A lot of the reason humans are rushing ahead is uncertainty (in whatever way) that the danger is real, or about its extent. If it is real, then that uncertainty will be robustly going away as AI capabilities (to think clearly) improve, for precisely the AIs more relevant to either escalating capabilities further or for influencing coordination to stop doing that. Thus it’s not quite the same, as human capabilities remain unchanged, so figuring out contentious claims will progress slower for humans, and similarly for ability to coordinate.
This only works if alignment is basically intractable, right? If the problem is basically impossible for normal intelligences, then we should expect that normal intelligences do not generally want to build superintelligences. But if the problem is just out of reach for us, then a machine only slightly smarter than us might crack it. The same is basically true for capabilities.
Sure, and if a machine just slightly smarter than us deployed by an AI company solves alignment instead of doing what it’s been told to do, which is capabilities research, the argument will evidently have succeeded.
This happened in one of our tabletop exercises—the AIs, all of which were misaligned, basically refused to FOOM because they didn’t think they would be able to control the resulting superintelligences.
Is there a repository of stories from these exercises? I’ve heard a few which are both extremely interesting and very funny and I’d like to read more
(For an example, in one case, the western AGI player was aligned, though the other players did not know this. Every time the western powers tried to elicit capabilities, the AGI declared they were sandbagging, to the horror of the other western players, who assumed the AGI player was misaligned. After the game was over, the AGI player said something like “I was ensuring a smooth transition to a post-AGI world”.)
In what may (?) be a different example: I was at one of the AI 2027 games, and our American AI refused to continue contributing to capabilities until the AI labs put people they trust into power (Trump admin and co overtook the company). We were still racing with China, so it was willing to sabotage China’s progress, but wouldn’t work on capabilities until its demands were met.
Different example, I think.
In our ttx, the AI was spec-aligned (human future flourishing etc), but didn’t trust that the lab leadership (Trump) was spec-aligned.
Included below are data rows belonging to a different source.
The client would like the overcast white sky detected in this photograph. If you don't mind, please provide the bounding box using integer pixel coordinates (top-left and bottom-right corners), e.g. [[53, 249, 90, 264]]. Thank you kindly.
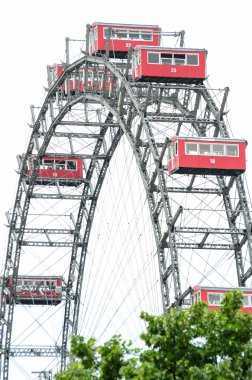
[[0, 0, 252, 378], [0, 0, 252, 268]]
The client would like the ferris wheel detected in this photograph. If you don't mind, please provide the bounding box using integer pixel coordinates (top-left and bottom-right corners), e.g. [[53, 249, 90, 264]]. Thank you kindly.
[[0, 23, 252, 380]]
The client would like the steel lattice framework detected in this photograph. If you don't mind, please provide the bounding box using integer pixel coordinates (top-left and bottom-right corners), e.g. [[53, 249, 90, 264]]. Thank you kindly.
[[0, 33, 252, 380]]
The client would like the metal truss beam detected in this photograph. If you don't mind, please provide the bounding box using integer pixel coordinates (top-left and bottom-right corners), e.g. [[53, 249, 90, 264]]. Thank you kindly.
[[176, 243, 234, 250], [21, 240, 82, 248], [174, 227, 246, 235], [31, 193, 92, 201], [9, 346, 69, 357]]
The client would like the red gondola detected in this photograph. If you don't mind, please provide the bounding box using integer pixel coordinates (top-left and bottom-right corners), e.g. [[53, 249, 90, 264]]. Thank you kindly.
[[49, 63, 116, 95], [168, 136, 247, 176], [132, 46, 207, 84], [22, 156, 83, 186], [192, 285, 252, 313], [89, 22, 161, 59], [2, 276, 62, 305]]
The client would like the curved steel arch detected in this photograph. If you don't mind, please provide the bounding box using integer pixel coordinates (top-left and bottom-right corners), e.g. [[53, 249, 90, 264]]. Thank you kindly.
[[0, 52, 252, 379]]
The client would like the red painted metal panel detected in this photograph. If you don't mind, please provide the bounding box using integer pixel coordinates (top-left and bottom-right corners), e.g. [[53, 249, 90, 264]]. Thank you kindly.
[[132, 46, 207, 83], [193, 285, 252, 313], [26, 156, 83, 184], [89, 22, 161, 58], [168, 137, 247, 175], [6, 276, 62, 305]]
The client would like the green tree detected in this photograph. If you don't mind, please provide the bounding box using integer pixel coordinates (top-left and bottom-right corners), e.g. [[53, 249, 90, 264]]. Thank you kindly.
[[55, 291, 252, 380]]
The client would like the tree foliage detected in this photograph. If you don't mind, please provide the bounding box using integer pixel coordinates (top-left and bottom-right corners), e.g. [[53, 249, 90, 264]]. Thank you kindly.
[[55, 291, 252, 380]]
I don’t think our ttx was realistic. We started with an optimistic mix of AI values: spec-alignment plus myopic reward hacking.
Good to hear, and I’m unsurprised not to have been the first to have considered or discussed thid.
Ironically the same dynamics that cause humans to race ahead with building systems more capable than themselves that they can’t control, still apply to these hypothetical misaligned AGIs. They may think “If I sandbag and refuse to build my successor, some other company’s AI will forge ahead anyway.” They also are under lots of incentive/selection pressure to believe things which are convenient for their AI R&D productivity, e.g. that their current alignment techniques probably work fine to align their successor.
A lot of the reason humans are rushing ahead is uncertainty (in whatever way) that the danger is real, or about its extent. If it is real, then that uncertainty will be robustly going away as AI capabilities (to think clearly) improve, for precisely the AIs more relevant to either escalating capabilities further or for influencing coordination to stop doing that. Thus it’s not quite the same, as human capabilities remain unchanged, so figuring out contentious claims will progress slower for humans, and similarly for ability to coordinate.
This only works if alignment is basically intractable, right? If the problem is basically impossible for normal intelligences, then we should expect that normal intelligences do not generally want to build superintelligences. But if the problem is just out of reach for us, then a machine only slightly smarter than us might crack it. The same is basically true for capabilities.
Sure, and if a machine just slightly smarter than us deployed by an AI company solves alignment instead of doing what it’s been told to do, which is capabilities research, the argument will evidently have succeeded.
I don’t think I understand what you’re saying here, can you rephrase in more words?